I loved the education. I has to be as valuable as any other degree (at least to me), right? I use it every day on myself and helping others. My wife is the runner and track athlete of the family and we exchange ideas and plans. She asks for my input somewhat regularly about what to do with her high school kids.
We had one and the coach was an English teacher who happened to be a recreational body builder. He was big but I think he juiced to get there and then he let it go. He had a big ol’ round belly an it kind of made him look like a pinhead LOL. We followed “Bigger, Faster, Stronger” loosely. Grades were a combination of participating and your max outs. He figured horse power as well. The down side was that he was cool with us and we could sit and BS with him all class and get away with it. The workouts weren’t great. We didn’t even squat until my senior year. We maxed on bench, hang clean, and trap bar deadlift and form was an option.
Guys would make their body look like a question mark trying to hit a rep max of 500 lbs on deadlift even though they only deadlifted on max out day. He’d just cringe and let them keep going. He never shut it down or corrected them.
I was lucky and had an upper classman take me under his wing during the first semester that I took the class. We had to be sophomores to enroll and once I was eligible I took it every semester until I graduated. That guy wasn’t big but he was super nice and taught me the right form and pushed me.
There are great jobs here in the US but not where I live. I’m in the Midwest. There aren’t any beaches or anything to motivate people to look good and football and other sports are just average interests. If I were in Texas I could probably work at a high school as a stand alone strength coach because they take football way too seriously. Some of their facilities put colleges to shame.
There’s definitely always a personal training gig but it’s not for me. I want to teach and that can be bad for client retention. The hours also suck. Early mornings and evenings because you have to work around everyone else’s 8am-5pm work schedule. Family first for me so that doesn’t work.
Dumb, but what can you do?
When I became a State Trooper we lived on campus Monday - Friday and had very strict rules. We were on the bottom level of the dorms (which was underground) and weren’t allowed to leave. For about 12 weeks my training consisted of calisthenics and push-ups at 0530 and slow ass running in the evening (usually 5 minutes after dinner). I lost weight and didn’t look the best.
But I did a ton of push-ups. Most of our morning PT sessions were push-ups. We’d get in our formation and do push-ups, sit-ups, jogging in place, more push-ups, and once we hit 100 or 150 push-ups our coaches would have us circle up.

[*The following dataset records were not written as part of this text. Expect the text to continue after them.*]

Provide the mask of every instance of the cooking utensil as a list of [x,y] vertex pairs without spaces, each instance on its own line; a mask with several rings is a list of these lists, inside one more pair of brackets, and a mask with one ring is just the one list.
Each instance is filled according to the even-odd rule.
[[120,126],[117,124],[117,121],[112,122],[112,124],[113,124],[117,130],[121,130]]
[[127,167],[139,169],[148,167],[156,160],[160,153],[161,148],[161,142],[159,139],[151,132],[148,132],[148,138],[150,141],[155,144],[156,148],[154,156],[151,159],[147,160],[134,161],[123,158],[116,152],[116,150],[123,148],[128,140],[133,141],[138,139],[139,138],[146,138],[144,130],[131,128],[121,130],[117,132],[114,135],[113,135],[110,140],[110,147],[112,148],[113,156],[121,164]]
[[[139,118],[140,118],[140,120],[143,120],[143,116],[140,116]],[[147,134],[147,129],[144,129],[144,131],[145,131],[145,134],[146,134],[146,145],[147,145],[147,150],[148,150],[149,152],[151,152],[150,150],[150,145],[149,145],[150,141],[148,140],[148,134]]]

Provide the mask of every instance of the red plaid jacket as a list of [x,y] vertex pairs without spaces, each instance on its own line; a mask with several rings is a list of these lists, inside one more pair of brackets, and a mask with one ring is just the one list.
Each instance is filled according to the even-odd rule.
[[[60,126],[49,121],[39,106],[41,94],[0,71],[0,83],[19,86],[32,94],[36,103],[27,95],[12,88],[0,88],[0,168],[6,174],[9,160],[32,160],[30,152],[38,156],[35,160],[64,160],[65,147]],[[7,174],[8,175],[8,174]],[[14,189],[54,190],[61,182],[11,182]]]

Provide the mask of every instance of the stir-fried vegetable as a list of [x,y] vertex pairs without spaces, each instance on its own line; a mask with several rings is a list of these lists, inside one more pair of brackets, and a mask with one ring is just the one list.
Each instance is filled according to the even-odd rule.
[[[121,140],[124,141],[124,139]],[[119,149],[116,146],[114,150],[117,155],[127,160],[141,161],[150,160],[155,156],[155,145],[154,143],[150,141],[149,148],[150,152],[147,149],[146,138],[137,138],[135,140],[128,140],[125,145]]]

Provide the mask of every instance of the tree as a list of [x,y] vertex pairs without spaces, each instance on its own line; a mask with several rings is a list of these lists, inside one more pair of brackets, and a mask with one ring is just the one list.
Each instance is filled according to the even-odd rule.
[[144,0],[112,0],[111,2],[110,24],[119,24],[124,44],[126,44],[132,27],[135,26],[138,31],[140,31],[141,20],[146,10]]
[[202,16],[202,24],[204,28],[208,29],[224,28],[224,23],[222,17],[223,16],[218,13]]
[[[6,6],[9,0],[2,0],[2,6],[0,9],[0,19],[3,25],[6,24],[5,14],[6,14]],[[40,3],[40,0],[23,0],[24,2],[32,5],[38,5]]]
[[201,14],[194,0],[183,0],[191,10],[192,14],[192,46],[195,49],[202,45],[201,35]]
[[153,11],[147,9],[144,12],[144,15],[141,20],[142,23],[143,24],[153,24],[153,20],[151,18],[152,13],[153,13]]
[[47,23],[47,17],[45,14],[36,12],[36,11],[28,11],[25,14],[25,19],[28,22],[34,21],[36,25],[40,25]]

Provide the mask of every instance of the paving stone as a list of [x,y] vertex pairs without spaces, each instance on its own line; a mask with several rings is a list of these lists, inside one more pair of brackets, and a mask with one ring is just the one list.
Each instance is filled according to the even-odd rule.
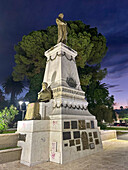
[[103,142],[103,151],[60,165],[45,162],[28,167],[19,161],[0,164],[0,170],[128,170],[128,141]]

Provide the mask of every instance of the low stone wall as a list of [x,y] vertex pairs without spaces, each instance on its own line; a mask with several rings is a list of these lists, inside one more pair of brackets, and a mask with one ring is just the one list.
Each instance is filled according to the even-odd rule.
[[20,160],[21,148],[0,150],[0,164]]
[[0,149],[16,147],[18,142],[18,135],[18,133],[0,134]]
[[117,139],[116,130],[100,130],[101,140]]

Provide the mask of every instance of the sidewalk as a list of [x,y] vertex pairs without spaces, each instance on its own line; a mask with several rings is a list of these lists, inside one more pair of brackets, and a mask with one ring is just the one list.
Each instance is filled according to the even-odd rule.
[[128,170],[128,140],[109,140],[103,146],[101,152],[64,165],[46,162],[28,167],[15,161],[0,164],[0,170]]

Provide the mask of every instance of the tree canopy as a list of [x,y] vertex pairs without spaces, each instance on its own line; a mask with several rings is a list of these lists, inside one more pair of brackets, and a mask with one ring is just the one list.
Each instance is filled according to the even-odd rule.
[[[109,109],[108,111],[111,112],[113,97],[109,97],[107,88],[100,84],[107,74],[107,70],[102,70],[100,66],[107,52],[105,37],[98,33],[96,27],[90,28],[82,21],[68,21],[67,30],[67,45],[78,52],[76,64],[90,112],[96,115],[97,105],[101,106],[101,110]],[[36,100],[41,88],[46,65],[44,52],[57,43],[57,34],[57,26],[52,25],[46,30],[33,31],[24,35],[15,45],[16,66],[12,75],[15,81],[22,81],[25,77],[29,80],[30,86],[26,98],[30,102]]]
[[21,81],[14,81],[13,77],[9,76],[2,86],[6,94],[11,94],[10,104],[15,105],[16,96],[23,91],[23,83]]
[[[84,68],[87,64],[101,62],[106,54],[106,39],[98,34],[97,28],[90,28],[82,21],[68,21],[67,45],[78,52],[76,63]],[[41,73],[46,65],[44,52],[57,42],[57,26],[53,25],[46,30],[33,31],[25,35],[14,49],[16,51],[13,77],[21,81]]]

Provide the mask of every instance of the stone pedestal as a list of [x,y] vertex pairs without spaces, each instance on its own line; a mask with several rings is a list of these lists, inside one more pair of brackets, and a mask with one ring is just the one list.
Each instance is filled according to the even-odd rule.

We had 20 guys. Every person sprinted around the circle (1 at a time) and then ran to the center and we did 10 push-ups together. And repeat until all 20 of us had a turn and we busted out 200 push-ups in no time. It hurt, but my chest, shoulders, and arms held their own.
Once I was able to start lifting again I blew up pretty quickly (aka regained what I’d lost). If you run, sprint, do lunges, squats, push-ups, pull-ups, and whatever else you can think of then you’ll be fine. Start following those bodyweight training freaks who do the human flags and other crazy ass stuff that I’ll never do.
This will just be a short part of your life and it will pass. You’ll be finished up, educated, and back to Perth with the resources to support yourself in no time. And that last part is the most important aspect. Earning your own money, paying your own bills, buying your own stuff, and making your own rules is independence. No one can tell you what to do (they might still try though). Unfortunately, with all of that freedom comes a lot of responsibility. Don’t get in too big of a hurry.